Linux-Security-Module Archive on lore.kernel.org
 help / color / Atom feed
From: Kees Cook <keescook@chromium.org>
To: Alexei Starovoitov <alexei.starovoitov@gmail.com>
Cc: "zhujianwei (C)" <zhujianwei7@huawei.com>,
	"bpf@vger.kernel.org" <bpf@vger.kernel.org>,
	"linux-security-module@vger.kernel.org"
	<linux-security-module@vger.kernel.org>,
	Hehuazhen <hehuazhen@huawei.com>,
	"Lennart Poettering" <lennart@poettering.net>,
	"Christian Ehrhardt" <christian.ehrhardt@canonical.com>,
	"Zbigniew Jędrzejewski-Szmek" <zbyszek@in.waw.pl>
Subject: Re: new seccomp mode aims to improve performance
Date: Fri, 29 May 2020 12:27:03 -0700
Message-ID: <202005291043.A63D910A8@keescook> (raw)
In-Reply-To: <202005290903.11E67AB0FD@keescook>

On Fri, May 29, 2020 at 09:09:28AM -0700, Kees Cook wrote:
> On Fri, May 29, 2020 at 08:43:56AM -0700, Alexei Starovoitov wrote:
> > I don't think your hunch at where cpu is spending cycles is correct.
> > Could you please do two experiments:
> > 1. try trivial seccomp bpf prog that simply returns 'allow'
> > 2. replace bpf_prog_run_pin_on_cpu() in seccomp.c with C code
> >   that returns 'allow' and make sure it's noinline or in a different C file,
> >   so that compiler doesn't optimize the whole seccomp_run_filters() into a nop.
> > 
> > Then measure performance of both.
> > I bet you'll see exactly the same numbers.
> 
> Android has already done this, it appeared to not be the same. Calling
> into a SECCOMP_RET_ALLOW filter had a surprisingly high cost. I'll see
> if I can get you the numbers. I was frankly quite surprised -- I
> understood the bulk of the seccomp overhead to be in taking the TIF_WORK
> path, copying arguments, etc, but something else is going on there.

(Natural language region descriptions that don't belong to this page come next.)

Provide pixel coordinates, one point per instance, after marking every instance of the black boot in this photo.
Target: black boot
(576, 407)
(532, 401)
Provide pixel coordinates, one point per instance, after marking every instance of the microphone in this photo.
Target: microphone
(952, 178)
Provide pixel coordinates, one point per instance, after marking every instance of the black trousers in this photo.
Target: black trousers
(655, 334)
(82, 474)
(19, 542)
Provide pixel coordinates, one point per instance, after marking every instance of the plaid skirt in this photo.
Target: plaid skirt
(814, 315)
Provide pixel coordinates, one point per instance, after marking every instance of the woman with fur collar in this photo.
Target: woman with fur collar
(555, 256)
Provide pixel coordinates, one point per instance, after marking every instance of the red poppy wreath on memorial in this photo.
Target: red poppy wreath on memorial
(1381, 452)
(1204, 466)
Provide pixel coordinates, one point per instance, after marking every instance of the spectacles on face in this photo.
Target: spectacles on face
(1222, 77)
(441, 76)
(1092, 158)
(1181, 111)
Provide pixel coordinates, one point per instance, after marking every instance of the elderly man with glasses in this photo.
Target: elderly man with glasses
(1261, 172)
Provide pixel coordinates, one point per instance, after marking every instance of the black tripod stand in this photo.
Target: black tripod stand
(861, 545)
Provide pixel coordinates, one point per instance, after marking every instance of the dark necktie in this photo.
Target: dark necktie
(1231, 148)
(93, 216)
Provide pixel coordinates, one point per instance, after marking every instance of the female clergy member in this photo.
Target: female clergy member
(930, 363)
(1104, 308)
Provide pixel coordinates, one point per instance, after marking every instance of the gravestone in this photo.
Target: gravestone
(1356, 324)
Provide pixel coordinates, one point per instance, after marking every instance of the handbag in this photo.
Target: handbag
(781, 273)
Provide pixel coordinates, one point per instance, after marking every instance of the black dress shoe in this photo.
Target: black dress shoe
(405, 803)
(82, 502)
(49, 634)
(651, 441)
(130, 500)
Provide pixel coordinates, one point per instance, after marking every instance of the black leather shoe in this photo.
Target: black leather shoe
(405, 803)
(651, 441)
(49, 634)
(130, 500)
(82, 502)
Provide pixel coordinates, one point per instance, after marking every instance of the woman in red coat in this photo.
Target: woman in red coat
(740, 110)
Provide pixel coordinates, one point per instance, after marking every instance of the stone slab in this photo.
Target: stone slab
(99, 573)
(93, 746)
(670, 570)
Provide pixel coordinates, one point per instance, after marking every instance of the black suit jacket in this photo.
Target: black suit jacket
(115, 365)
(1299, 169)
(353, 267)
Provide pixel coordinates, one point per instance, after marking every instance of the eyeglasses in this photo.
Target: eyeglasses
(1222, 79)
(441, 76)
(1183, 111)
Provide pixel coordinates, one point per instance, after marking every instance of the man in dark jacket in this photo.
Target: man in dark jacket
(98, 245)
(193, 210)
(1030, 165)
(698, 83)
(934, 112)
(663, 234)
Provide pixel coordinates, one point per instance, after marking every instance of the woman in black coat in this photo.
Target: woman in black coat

So while it's not the Android measurements, here's what I'm seeing on
x86_64 (this is hardly a perfect noiseless benchmark, but sampling error
appears to close to 1%):


net.core.bpf_jit_enable=0:

Benchmarking 16777216 samples...
10.633756139 - 0.004359714 = 10629396425
getpid native: 633 ns
23.008737499 - 10.633967641 = 12374769858
getpid RET_ALLOW 1 filter: 737 ns
36.723141843 - 23.008975696 = 13714166147
getpid RET_ALLOW 2 filters: 817 ns
47.751422021 - 36.723345630 = 11028076391
getpid BPF-less allow: 657 ns
Estimated total seccomp overhead for 1 filter: 104 ns
Estimated total seccomp overhead for 2 filters: 184 ns
Estimated seccomp per-filter overhead: 80 ns
Estimated seccomp entry overhead: 24 ns
Estimated BPF overhead per filter: 80 ns


net.core.bpf_jit_enable=1:
net.core.bpf_jit_harden=1:

Benchmarking 16777216 samples...
31.939978606 - 21.275190689 = 10664787917
getpid native: 635 ns
43.324592380 - 31.940794751 = 11383797629
getpid RET_ALLOW 1 filter: 678 ns
55.001650599 - 43.326293248 = 11675357351
getpid RET_ALLOW 2 filters: 695 ns
65.986452855 - 55.002249904 = 10984202951
getpid BPF-less allow: 654 ns
Estimated total seccomp overhead for 1 filter: 43 ns
Estimated total seccomp overhead for 2 filters: 60 ns
Estimated seccomp per-filter overhead: 17 ns
Estimated seccomp entry overhead: 26 ns
Estimated BPF overhead per filter: 24 ns


net.core.bpf_jit_enable=1:
net.core.bpf_jit_harden=0:

Benchmarking 16777216 samples...
10.684681435 - 0.004198682 = 10680482753
getpid native: 636 ns
22.050823167 - 10.685571417 = 11365251750
getpid RET_ALLOW 1 filter: 677 ns
33.714134291 - 22.051100183 = 11663034108
getpid RET_ALLOW 2 filters: 695 ns
44.793312551 - 33.714383001 = 11078929550
getpid BPF-less allow: 660 ns
Estimated total seccomp overhead for 1 filter: 41 ns
Estimated total seccomp overhead for 2 filters: 59 ns
Estimated seccomp per-filter overhead: 18 ns
Estimated seccomp entry overhead: 23 ns
Estimated BPF overhead per filter: 17 ns


The above is from my (very dangerous!) benchmarking patch[1].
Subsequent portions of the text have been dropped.